Consequently, Symantec says email remains a significant attack vector for cybercriminals, but they continue to experiment with new attack methods across mobile devices and social networks to reach more people, with less effort.
“Cybercriminals are inherently lazy; they prefer automated tools and the help of unwitting consumers to do their dirty work,” Haley adds.
“Last year, 70 percent of social media scams were shared manually, as attackers took advantage of people’s willingness to trust content shared by their friends.”
While social media scams can provide cybercriminals with quick cash, some rely on more lucrative and aggressive attack methods like ransomware, which rose 113 percent last year.
Notably, there were 45 times more victims of crypto-ransomware attacks than in 2013. Instead of pretending to be law enforcement seeking a fine for stolen content, as we’ve seen with traditional ransomware, the more vicious crypto-ransomware attack style holds a victim’s files, photos and other digital content hostage without masking the attacker’s intention.
As attackers persist and evolve, Haley believes there are many steps businesses and consumers can take to protect themselves.

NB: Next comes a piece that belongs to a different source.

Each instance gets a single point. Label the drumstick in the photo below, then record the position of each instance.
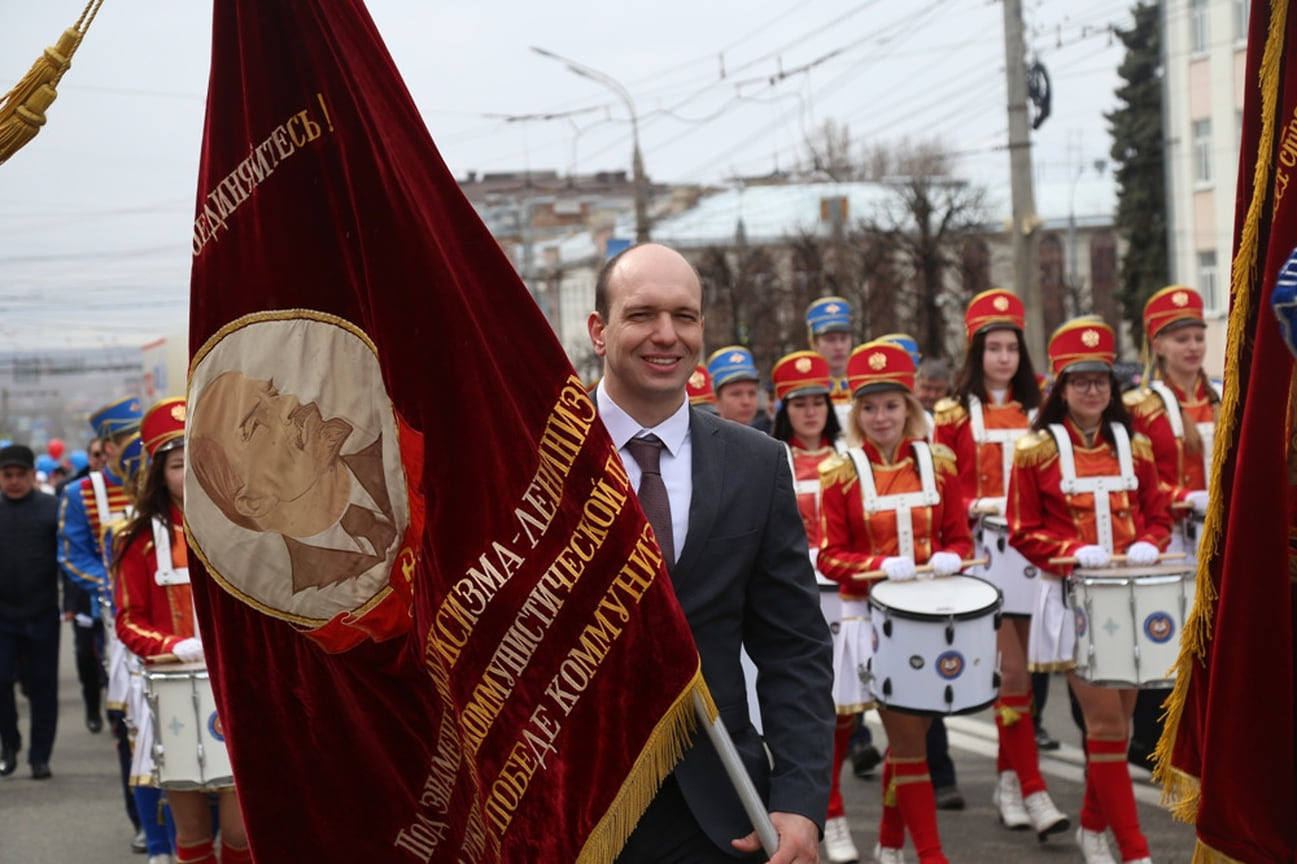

As a starting point, Symantec recommends the following best practices for businesses:
Don’t get caught flat-footed: Use advanced threat intelligence solutions to help you find indicators of compromise and respond faster to incidents.
Employ a strong security posture: Implement multi-layered endpoint security, network security, encryption, strong authentication and reputation-based technologies.

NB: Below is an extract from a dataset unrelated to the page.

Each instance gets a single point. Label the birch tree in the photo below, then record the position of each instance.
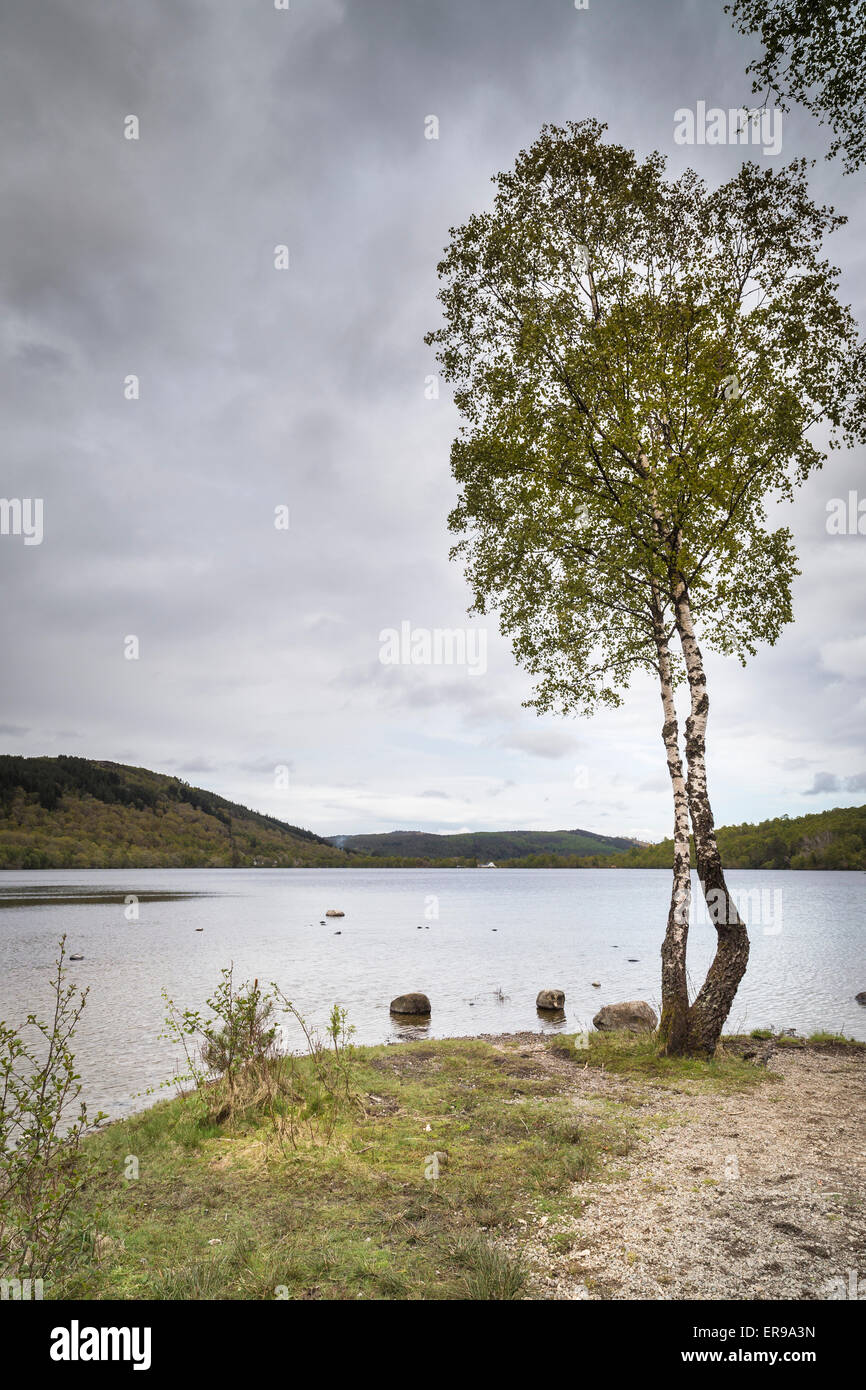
(640, 366)
(815, 54)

Partner with a managed security service provider to extend your IT team.
Prepare for the worst: Incident management ensures your security framework is optimised, measureable and repeatable, and that lessons learned improve your security posture.
Consider adding a retainer with a third-party expert to help manage crises.
Provide ongoing education and training: Establish guidelines and company policies and procedures for protecting sensitive data on personal and corporate devices.
Regularly assess internal investigation teams—and run practice drills—to ensure you have the skills necessary to effectively combat cyber threats.